Alornus Weihe: Wird ein neuer Hohepriester ernannt, so erhält dieser die große Weihe des Alornus. Während die beiden anderen Weihen eher kurz abgehalten werden, schließen sich bei dieser Weihe der neue Hohepriester sowie die Ordensmeister eine Woche lang ein und meditieren. Niemand darf während dieser Zeit das Heiligtum der Kathedrale in Camelot betreten. Nach dieser Woche findet innerhalb der Kirche ein reichhaltiges Mahl mit anschließendem Fest statt.


6.0 Reliquien und Artefakte

Das Schwert des Paralas
Dieses Schwert gleicht einem gewöhnlichen Anderthalbhänder. Es ist schmucklos und schartig. Paralas selbst soll es in der Schlacht gegen die untoten Lords geführt haben, bevor er von Alornus zum Gott erhoben wurde. Das Schwert wurde nach der Schlacht zerbrochen geborgen. Auf Grund der vermeintlichen Mächtigkeit dieses Artefakts weigert sich der Orden des Paralas, in dessen Händen sich das Schwert befindet, dieses Schwert neu zu schmieden. Sie fürchten, dass das Schwert in den falschen Händen zu großen Schaden anrichten kann, als dass es vertretbar wäre, es zusammenzufügen.

Die Träne Belmaras
Fast unscheinbar mag diese Kristallphiole im Arzneischränkchen des Belmara Ordens wirken. Sie ist ungefähr 15 Halbfinger hoch und mit einer durchsichtigen, leicht silbrig schimmernden Flüssigkeit gefüllt. Diese Flüssigkeit holt einen kürzlich Verstorbenen aus Xaurons Reich zurück in die Welt der Lebenden. Dazu muss dem toten Körper der gesamte Inhalt der Phiole verabreicht werden. Immer am ersten Tag des Frühlings füllt sich die Phiole erneut.
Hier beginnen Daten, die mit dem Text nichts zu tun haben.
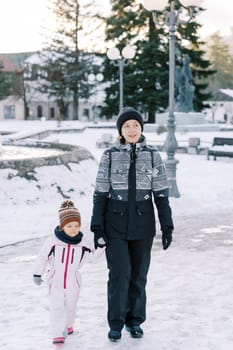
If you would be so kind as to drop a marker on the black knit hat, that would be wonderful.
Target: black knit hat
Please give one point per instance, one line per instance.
(127, 114)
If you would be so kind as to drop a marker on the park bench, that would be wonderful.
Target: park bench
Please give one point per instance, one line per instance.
(194, 144)
(221, 147)
(105, 141)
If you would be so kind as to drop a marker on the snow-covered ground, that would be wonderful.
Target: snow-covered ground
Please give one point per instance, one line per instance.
(190, 286)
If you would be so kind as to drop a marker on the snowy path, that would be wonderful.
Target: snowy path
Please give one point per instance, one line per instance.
(189, 296)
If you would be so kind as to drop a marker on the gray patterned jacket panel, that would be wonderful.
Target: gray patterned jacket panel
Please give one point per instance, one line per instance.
(112, 177)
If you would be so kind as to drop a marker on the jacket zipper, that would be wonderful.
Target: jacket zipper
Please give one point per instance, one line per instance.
(67, 264)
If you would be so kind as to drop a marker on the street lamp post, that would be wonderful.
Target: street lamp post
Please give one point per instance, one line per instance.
(171, 18)
(95, 79)
(121, 60)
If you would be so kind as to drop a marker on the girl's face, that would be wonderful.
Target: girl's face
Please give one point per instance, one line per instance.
(72, 228)
(131, 130)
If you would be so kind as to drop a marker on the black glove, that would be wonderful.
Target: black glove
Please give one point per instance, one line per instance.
(166, 239)
(99, 239)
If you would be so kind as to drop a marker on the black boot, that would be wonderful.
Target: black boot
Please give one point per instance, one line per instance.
(135, 331)
(114, 335)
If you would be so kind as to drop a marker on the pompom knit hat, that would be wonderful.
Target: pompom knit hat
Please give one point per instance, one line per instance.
(68, 213)
(127, 114)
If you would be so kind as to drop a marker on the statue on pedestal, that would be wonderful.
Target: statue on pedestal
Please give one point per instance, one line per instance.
(184, 86)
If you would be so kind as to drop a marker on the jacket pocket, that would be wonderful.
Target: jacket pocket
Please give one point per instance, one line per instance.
(145, 218)
(116, 218)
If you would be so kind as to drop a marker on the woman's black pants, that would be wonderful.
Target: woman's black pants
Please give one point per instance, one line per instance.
(128, 264)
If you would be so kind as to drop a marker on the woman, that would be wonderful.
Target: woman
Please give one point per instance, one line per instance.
(130, 173)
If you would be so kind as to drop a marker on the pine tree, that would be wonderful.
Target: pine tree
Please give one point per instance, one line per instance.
(65, 66)
(5, 83)
(189, 43)
(222, 63)
(146, 78)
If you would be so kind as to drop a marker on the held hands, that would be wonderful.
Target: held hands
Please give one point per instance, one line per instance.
(99, 239)
(37, 280)
(166, 239)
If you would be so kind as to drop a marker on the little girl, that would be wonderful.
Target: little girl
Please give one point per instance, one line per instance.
(60, 259)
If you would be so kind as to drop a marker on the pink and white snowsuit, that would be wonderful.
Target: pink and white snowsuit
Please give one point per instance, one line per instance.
(60, 262)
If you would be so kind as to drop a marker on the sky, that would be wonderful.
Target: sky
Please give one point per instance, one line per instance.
(189, 289)
(21, 22)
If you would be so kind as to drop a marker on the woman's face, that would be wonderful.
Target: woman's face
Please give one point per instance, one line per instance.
(72, 228)
(131, 130)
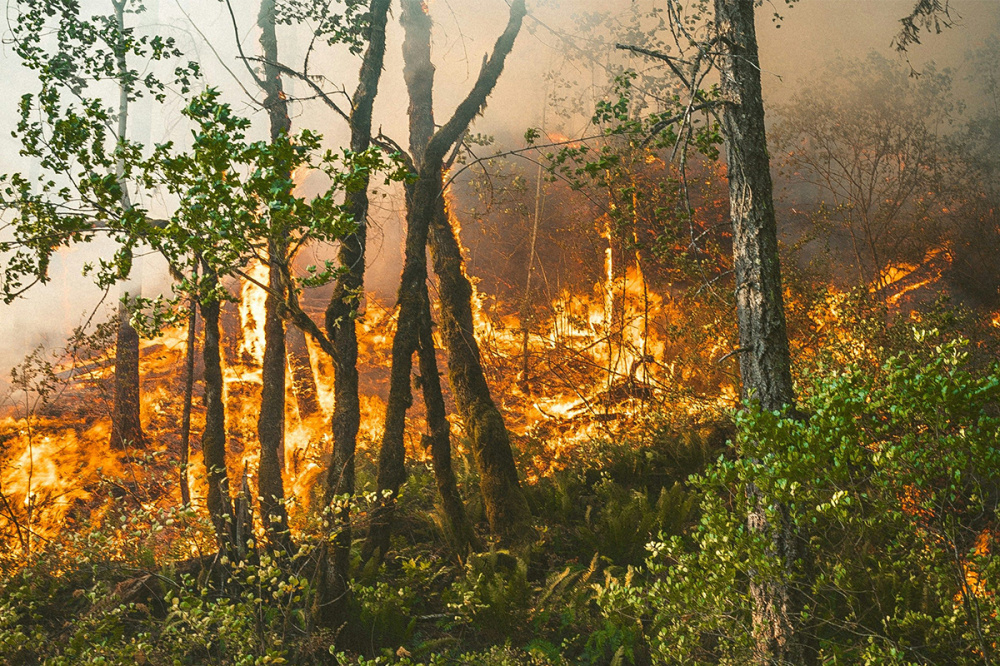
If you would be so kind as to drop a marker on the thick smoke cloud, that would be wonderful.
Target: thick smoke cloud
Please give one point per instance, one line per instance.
(810, 34)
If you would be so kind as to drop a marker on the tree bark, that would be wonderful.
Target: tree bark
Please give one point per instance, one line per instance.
(188, 398)
(126, 426)
(340, 324)
(765, 364)
(459, 529)
(271, 422)
(506, 506)
(213, 440)
(301, 372)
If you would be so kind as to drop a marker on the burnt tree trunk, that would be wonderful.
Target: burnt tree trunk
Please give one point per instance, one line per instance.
(341, 313)
(418, 73)
(301, 372)
(765, 364)
(271, 421)
(459, 528)
(126, 426)
(213, 439)
(189, 352)
(506, 506)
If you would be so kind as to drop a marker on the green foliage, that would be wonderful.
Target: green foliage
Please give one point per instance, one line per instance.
(889, 487)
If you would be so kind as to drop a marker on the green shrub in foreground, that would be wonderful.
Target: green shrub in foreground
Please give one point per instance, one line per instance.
(889, 486)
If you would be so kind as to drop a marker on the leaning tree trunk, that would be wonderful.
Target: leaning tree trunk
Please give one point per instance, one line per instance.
(427, 219)
(189, 351)
(332, 595)
(506, 507)
(301, 373)
(213, 439)
(765, 365)
(459, 528)
(126, 426)
(271, 421)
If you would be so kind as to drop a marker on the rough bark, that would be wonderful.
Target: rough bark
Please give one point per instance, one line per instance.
(341, 329)
(271, 421)
(189, 352)
(506, 507)
(213, 439)
(126, 426)
(459, 529)
(419, 76)
(301, 372)
(765, 364)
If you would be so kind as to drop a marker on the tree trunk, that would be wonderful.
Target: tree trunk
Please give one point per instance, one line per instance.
(301, 372)
(459, 528)
(271, 421)
(765, 364)
(506, 507)
(126, 427)
(213, 440)
(188, 397)
(341, 328)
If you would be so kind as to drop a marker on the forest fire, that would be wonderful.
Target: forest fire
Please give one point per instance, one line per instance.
(568, 357)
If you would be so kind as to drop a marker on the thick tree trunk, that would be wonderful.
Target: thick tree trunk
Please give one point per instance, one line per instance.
(765, 364)
(188, 398)
(341, 313)
(126, 426)
(506, 507)
(427, 219)
(459, 528)
(213, 440)
(271, 421)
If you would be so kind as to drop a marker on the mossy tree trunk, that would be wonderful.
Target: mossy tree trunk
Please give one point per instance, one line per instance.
(341, 327)
(427, 220)
(213, 439)
(271, 421)
(765, 363)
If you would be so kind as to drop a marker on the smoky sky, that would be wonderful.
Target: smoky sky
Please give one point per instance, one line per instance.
(811, 33)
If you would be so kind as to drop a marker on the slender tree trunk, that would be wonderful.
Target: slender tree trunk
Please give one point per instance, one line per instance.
(526, 316)
(213, 439)
(765, 364)
(439, 440)
(506, 507)
(188, 398)
(271, 422)
(340, 323)
(301, 372)
(126, 425)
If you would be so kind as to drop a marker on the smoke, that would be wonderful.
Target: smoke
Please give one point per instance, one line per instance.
(556, 49)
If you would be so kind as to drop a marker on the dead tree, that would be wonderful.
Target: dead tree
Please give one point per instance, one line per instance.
(427, 221)
(765, 362)
(126, 425)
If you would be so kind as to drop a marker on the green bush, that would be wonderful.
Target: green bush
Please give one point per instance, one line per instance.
(889, 490)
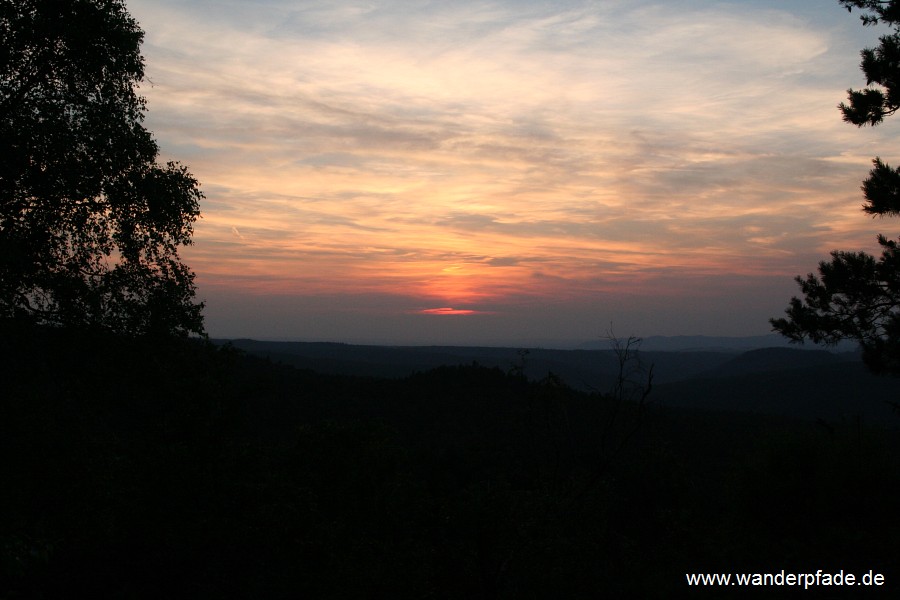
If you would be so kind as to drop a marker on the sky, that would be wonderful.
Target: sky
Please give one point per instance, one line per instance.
(510, 172)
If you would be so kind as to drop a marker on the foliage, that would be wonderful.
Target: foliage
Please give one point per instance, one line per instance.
(856, 296)
(237, 478)
(90, 223)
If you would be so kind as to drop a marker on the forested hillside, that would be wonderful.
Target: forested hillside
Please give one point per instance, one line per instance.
(177, 469)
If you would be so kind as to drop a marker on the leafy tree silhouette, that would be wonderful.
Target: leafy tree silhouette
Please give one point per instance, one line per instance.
(856, 296)
(90, 223)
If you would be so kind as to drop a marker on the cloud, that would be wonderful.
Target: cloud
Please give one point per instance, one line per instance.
(474, 151)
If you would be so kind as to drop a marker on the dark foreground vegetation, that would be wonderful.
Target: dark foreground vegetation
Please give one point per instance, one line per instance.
(139, 469)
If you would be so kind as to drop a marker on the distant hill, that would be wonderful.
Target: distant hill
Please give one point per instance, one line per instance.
(680, 343)
(810, 384)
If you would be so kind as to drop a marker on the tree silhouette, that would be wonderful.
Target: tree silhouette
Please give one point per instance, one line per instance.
(856, 296)
(90, 223)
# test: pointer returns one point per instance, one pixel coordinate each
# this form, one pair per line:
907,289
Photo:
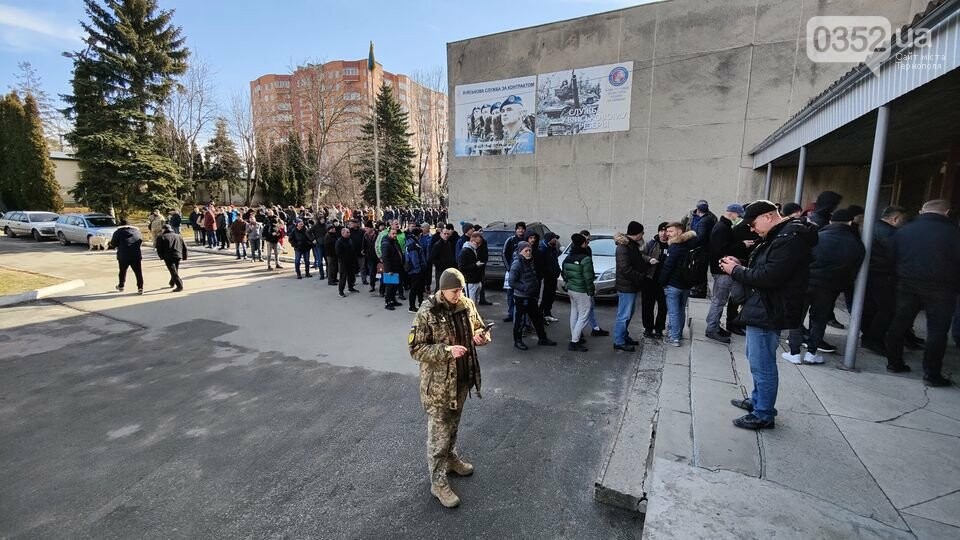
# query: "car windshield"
496,238
101,221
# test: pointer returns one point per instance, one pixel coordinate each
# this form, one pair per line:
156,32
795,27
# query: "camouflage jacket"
433,331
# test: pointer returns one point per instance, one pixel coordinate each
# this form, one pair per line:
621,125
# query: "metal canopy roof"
859,91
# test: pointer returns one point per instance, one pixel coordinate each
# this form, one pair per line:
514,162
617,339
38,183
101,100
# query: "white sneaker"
792,358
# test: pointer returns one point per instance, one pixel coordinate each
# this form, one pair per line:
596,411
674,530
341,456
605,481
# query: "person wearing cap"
722,244
836,261
631,267
702,221
578,278
509,250
776,279
523,281
470,266
302,246
927,252
549,255
444,338
653,301
517,139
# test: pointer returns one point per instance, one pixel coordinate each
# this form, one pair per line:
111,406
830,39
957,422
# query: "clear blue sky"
242,39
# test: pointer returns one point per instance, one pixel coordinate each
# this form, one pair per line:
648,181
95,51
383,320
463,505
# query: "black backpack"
693,267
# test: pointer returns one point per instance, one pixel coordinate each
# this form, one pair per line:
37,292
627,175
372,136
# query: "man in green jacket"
578,277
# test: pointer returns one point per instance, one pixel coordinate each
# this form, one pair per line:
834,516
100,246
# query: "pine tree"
397,180
27,177
223,164
119,81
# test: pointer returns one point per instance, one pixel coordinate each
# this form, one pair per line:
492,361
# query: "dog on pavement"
98,242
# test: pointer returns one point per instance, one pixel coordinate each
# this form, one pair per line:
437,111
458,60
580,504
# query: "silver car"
80,227
604,257
39,225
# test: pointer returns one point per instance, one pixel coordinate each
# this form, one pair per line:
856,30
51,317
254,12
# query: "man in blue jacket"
777,282
927,252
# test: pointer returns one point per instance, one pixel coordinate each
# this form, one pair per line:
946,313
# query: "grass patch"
16,281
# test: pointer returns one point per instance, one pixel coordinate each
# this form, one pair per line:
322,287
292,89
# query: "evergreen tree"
27,177
397,180
119,82
223,164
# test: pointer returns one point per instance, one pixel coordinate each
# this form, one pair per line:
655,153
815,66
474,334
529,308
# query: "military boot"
459,467
445,495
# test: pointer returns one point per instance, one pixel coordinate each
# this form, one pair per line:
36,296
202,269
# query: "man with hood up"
776,278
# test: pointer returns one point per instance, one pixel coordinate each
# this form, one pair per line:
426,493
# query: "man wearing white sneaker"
836,261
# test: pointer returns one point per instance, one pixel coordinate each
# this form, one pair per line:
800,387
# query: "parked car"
39,225
496,234
604,250
80,227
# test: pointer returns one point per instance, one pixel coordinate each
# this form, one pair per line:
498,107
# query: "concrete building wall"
712,78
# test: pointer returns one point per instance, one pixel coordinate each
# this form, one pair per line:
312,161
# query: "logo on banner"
618,76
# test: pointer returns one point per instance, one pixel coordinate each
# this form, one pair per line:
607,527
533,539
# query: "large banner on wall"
585,100
495,118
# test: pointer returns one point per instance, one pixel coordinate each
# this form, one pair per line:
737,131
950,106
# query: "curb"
38,294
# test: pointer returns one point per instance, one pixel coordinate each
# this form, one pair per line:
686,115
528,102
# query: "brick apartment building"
345,92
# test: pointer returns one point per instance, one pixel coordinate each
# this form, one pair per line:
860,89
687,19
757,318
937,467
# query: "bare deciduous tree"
190,110
243,130
431,121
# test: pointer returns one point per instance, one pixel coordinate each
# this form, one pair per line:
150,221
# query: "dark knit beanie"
451,278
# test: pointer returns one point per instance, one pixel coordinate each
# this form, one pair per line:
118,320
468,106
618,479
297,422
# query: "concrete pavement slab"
911,466
927,420
808,453
718,444
691,502
927,529
944,509
865,395
711,360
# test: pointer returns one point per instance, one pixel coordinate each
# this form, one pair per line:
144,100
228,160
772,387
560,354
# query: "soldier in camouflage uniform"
444,337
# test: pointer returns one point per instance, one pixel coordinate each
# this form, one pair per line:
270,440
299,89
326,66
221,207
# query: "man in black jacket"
509,250
777,282
392,258
171,250
127,240
631,267
346,261
836,261
880,303
720,245
927,252
302,246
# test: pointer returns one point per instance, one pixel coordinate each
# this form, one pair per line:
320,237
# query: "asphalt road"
256,405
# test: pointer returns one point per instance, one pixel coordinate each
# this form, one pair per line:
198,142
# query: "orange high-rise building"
334,99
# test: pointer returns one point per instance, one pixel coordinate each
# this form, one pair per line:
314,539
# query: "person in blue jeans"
675,280
631,267
776,280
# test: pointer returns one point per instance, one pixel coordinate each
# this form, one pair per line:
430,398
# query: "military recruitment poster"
584,100
495,118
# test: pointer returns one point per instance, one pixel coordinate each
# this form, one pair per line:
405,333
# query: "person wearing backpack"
271,235
679,273
415,264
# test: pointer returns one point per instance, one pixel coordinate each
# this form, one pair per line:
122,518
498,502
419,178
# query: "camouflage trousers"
442,427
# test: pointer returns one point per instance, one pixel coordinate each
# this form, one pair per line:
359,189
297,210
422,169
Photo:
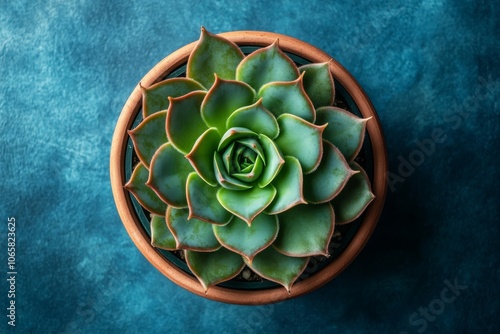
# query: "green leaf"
213,54
168,175
287,97
305,230
318,83
201,156
354,198
161,237
266,65
278,267
248,240
148,136
302,140
222,100
233,134
329,178
155,98
214,267
274,161
192,234
225,179
144,194
253,173
255,118
203,203
344,130
288,186
246,204
184,123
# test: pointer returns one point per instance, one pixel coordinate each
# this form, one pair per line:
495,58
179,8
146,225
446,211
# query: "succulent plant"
246,162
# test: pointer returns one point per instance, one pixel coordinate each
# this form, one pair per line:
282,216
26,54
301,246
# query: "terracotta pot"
375,164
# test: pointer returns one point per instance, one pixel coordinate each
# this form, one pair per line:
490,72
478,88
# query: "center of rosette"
239,159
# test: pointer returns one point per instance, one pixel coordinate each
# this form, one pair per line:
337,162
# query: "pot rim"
268,295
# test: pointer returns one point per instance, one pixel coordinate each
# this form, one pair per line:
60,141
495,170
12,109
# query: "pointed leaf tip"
305,230
211,268
266,65
278,267
354,198
213,54
345,130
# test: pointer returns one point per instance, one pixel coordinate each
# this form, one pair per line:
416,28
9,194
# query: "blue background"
432,70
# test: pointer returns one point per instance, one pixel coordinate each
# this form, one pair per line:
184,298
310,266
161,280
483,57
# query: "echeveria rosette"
246,162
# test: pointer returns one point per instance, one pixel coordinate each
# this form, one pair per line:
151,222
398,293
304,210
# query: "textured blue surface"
432,70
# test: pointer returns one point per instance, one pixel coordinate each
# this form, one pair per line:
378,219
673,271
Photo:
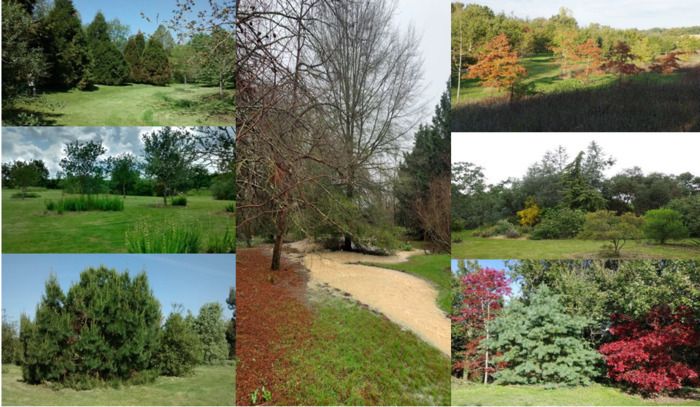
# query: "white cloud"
505,155
615,13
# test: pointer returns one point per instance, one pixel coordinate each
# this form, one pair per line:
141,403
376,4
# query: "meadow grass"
645,102
29,228
209,385
356,357
467,246
472,394
131,105
432,267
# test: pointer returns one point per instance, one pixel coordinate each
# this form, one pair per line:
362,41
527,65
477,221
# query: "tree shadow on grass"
632,106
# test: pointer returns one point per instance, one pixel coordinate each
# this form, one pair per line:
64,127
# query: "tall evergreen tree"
108,64
133,54
539,343
65,46
156,67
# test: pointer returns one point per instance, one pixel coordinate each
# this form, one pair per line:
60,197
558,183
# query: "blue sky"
190,280
641,14
129,12
494,264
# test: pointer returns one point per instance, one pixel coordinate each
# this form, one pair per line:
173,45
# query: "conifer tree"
133,54
65,46
108,64
539,343
156,67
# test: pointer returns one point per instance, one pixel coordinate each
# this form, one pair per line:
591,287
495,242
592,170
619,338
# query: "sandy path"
405,299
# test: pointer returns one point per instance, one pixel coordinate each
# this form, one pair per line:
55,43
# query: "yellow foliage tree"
531,214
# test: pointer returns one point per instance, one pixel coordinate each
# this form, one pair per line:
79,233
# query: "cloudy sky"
431,21
615,13
504,155
46,143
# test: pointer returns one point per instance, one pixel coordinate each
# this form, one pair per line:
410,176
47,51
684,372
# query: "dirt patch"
273,318
406,300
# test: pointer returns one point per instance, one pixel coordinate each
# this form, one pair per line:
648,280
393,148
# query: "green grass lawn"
29,228
209,385
545,73
132,105
434,268
594,395
472,247
356,357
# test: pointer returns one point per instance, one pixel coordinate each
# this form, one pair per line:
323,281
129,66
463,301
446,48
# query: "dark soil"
273,319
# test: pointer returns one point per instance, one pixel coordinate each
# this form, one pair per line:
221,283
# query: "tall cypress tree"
156,67
65,46
109,66
133,54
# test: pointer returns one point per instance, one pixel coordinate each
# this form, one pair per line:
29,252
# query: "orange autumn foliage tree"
498,66
591,56
666,64
620,61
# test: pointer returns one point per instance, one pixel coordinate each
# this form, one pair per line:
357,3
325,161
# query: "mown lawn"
132,105
432,267
356,357
594,395
466,246
29,228
208,386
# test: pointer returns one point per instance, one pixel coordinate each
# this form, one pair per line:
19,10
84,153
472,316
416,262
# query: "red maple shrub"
650,354
482,299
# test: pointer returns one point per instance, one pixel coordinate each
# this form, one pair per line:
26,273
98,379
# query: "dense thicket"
106,327
640,315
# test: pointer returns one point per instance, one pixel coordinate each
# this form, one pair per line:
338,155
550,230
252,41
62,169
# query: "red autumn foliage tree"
620,61
483,292
666,64
498,66
649,354
591,56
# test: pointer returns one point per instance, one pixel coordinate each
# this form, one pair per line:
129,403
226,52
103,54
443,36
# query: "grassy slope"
594,395
544,71
434,268
136,105
485,248
356,357
210,385
28,229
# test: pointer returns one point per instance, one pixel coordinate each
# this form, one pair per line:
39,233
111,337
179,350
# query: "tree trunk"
279,239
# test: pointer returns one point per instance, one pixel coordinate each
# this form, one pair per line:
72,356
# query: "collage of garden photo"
350,202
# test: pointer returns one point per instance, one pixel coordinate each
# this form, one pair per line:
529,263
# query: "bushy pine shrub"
538,342
559,223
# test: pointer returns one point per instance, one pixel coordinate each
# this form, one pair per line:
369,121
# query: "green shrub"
561,223
163,239
664,224
179,200
86,203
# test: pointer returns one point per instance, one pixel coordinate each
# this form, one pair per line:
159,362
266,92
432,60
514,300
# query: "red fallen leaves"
648,354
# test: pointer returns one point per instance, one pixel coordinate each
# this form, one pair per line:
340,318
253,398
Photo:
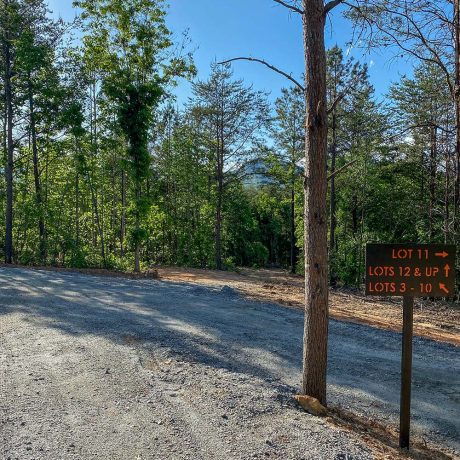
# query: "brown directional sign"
413,270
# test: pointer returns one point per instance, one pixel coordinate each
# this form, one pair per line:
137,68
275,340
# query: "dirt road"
111,368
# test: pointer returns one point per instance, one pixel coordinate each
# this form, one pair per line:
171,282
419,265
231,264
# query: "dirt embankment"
434,320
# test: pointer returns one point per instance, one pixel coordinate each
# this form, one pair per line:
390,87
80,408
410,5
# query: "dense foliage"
107,172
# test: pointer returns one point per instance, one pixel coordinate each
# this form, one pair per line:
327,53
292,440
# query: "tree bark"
316,288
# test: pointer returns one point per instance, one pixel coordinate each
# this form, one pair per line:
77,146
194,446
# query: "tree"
232,116
313,14
289,134
344,79
130,39
423,104
425,31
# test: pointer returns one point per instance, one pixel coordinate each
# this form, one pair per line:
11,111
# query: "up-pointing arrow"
442,286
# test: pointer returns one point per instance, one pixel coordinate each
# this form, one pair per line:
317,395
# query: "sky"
223,29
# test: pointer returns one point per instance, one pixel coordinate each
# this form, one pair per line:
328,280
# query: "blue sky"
222,29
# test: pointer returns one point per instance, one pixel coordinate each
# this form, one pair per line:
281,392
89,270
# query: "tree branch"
337,171
289,77
291,7
331,5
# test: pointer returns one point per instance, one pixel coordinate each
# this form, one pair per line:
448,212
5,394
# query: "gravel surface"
110,368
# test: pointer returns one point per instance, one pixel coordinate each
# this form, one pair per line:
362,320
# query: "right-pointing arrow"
442,286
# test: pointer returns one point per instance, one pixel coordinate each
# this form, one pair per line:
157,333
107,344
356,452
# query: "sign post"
406,371
409,270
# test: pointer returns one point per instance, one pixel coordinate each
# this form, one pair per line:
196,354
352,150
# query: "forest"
102,168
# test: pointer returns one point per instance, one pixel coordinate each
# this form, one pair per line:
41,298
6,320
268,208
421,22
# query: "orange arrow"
442,286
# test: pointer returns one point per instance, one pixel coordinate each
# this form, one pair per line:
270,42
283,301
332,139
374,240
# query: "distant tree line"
101,169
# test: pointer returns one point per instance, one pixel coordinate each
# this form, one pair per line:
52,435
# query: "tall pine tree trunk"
38,188
457,114
316,286
293,247
433,158
333,203
9,152
218,221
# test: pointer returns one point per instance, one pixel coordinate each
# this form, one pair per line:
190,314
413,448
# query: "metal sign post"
409,270
406,372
7.0 Historische Hintergründe


Kirche2Wenig ist über die Gründung der Kirche bekannt. Dennoch sagt man, dass die Menschen Anduros dankbar für ihre Erschaffung waren. So begannen die ersten Menschen, im fruchtbaren und blühenden Mithrandar des 4. Zeitalters ihren Himmlischen mit Gebeten und Riten für ihr Glück zu danken. Man sagt, dass ein König der mithrandischen Erbfolge um ZA4 J2800 die mithrandische Kirche ausrufen ließ. Alornus soll sich so sehr über die Errichtung dieser Institution gefreut haben, dass er den Menschen zusprach, ihn jederzeit über die Gebete seiner geweihten Priester um einen kleinen Teil seiner Macht zu bitten. Dieser Zeitpunkt gilt als Geburt der klerikalen Magie in Andurien. Obwohl der genaue Tag nicht überliefert ist, feiert die Kirche noch heute am 1. Alornus eines jeden Jahre, ihren Entstehungstag. König Mithra V., der in den alten Schriften als Begründer der mithrandischen Kirche benannt wird, ist seither auch als der heilige König bekannt. Er ist der erste Schutzheilige der Kirche und wird auch Sanct Mithra genannt.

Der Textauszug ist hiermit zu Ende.